Plusowe zamknięcie nie oznacza dominacji popytu
Odkąd WIG20 przebił okolice 2600 pkt (koniec września) na GPW obserwujemy sporą huśtawkę nastrojów. Górnym ograniczeniem wahań został, ustanowiony dwa tygodnie temu, rekord obecnej hossy w rejonie 2700 pkt, dolnym ograniczeniem 2600 pkt – przebicie tego w dół będzie dodatkowo oznaczało wyrysowanie formacji głowy i ramion, sugerującej przecenę o ok. 100 pkt.
28.10.2010 | aktual.: 28.10.2010 09:04
Jeszcze we wtorek indeks testował ww. wsparcia, a w środę już zobaczyliśmy techniczne odbicie. Sam początek sesji nie zapowiadał takiego ruchu – WIG20 poruszał się na niewielkich minusach (2618 – 2629 pkt). Wybicie górą nadeszło około południa i indeks największych spółek po 13:00 zyskiwał już ponad 1%. Po południu zaczęły nadchodzić informacje, które przystopowały rozochoconą stronę popytową. RPP komunikatem o zmianie stopy rezerwy obowiązkowej o 50 pb (główna stopa pozostała bez zmian) dała sygnał ostrzegawczy przed możliwością zacieśniania polityki pieniężnej. Podobnego typu sygnały nadeszły z USA – pojawiają się komentarze o możliwości bardziej restrykcyjnego podejścia Fed do pomocy monetarnej, niż do tej pory było to sugerowane przed bank centralny USA. Rynki na takie doniesienia reagowały negatywnie i nastroje nieco się pogorszyły. O 14:30 doszło do publikacji zamówień na dobra trwałego użytku w USA, które generalnie wzrosły we wrześniu o 3,3%, ale w ujęciu core (bez środków transportu), bardziej
respektowanym, spadły o 0,8% (oczekiwania +0,4%). To dodało siły stronie podażowej, zwłaszcza na parkietach zachodnich, ale GPW też nieco ucierpiała i do końca sesji obserwowaliśmy tendencję zniżkową. Kupującym nie pomogły nawet niezłe dane o wrześniowej sprzedaży nowych domów w Stanach Zjednoczonych (307 vs prognoza 301 tys.) i WIG20 zamknął się 2642 pkt (+0,5%, przy obrotach niecałe 2,2 mld PLN.

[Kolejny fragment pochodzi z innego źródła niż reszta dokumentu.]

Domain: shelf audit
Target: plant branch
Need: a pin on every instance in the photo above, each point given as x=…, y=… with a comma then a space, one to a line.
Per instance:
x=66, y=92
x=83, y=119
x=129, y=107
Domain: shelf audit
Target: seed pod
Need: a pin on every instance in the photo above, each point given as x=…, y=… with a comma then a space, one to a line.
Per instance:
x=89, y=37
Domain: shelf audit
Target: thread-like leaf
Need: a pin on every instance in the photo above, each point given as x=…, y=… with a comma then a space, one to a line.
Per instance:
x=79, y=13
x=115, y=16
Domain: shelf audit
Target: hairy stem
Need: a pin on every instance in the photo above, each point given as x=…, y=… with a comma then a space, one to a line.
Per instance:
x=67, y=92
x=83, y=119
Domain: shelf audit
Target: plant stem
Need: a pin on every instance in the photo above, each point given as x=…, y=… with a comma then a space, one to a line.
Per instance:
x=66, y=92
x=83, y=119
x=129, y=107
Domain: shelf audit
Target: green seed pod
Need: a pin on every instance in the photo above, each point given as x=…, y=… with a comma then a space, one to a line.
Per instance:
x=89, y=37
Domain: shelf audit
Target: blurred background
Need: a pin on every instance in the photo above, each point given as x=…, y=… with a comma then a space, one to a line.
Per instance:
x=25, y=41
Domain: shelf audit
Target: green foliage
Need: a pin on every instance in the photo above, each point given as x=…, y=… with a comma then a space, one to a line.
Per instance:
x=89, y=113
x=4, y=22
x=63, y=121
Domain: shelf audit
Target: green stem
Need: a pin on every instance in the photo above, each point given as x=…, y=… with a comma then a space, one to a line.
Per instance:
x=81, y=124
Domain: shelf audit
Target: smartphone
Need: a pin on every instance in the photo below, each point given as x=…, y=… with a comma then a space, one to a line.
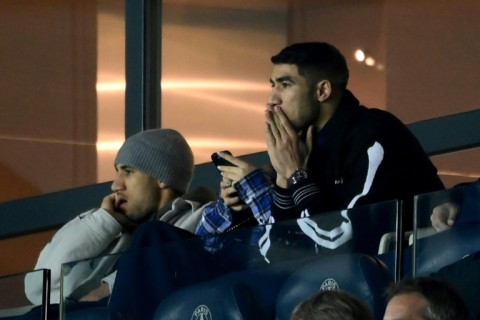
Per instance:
x=219, y=161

Po długo wyczekiwanym ożywieniu w środę popyt pokazał na co go stać. Przy udziale znacznego kapitału, dzięki któremu obrót po sesji wyniósł 2,6 mld zł, byki ustanowił nowy szczyt tygodnia. Atak popytu sprawił, że opór w postaci 45 819 pkt został pokonany, co otworzyło drogę do testu szczytu miesiąca. Na wykresie dziennym ukształtowana została biała świeca z minimalnymi cieniami, umiejscowiona powyżej poprzedniej. W układzie wskaźnikowym sytuacja uległa poprawie. Wszystkie oscylatory zwyżkowały, chociaż skala wzrostu nie była imponująca. Nie mniej jednak, wzrost indeksu szerokiego rynku przy zaangażowaniu znacznego kapitału sugeruje zmianę nastawienia rynku na pozytywne, a w szerszym terminie umożliwia pokonanie ostatnich maksimów całej fali wzrostowej. Niestety do pełni szczęścia brakuje potwierdzenia ze strony ADX, który w skutek dwóch tygodni konsolidacji notuje poziomy bliskie 20 pkt, ponownie podkreślając ruch boczny.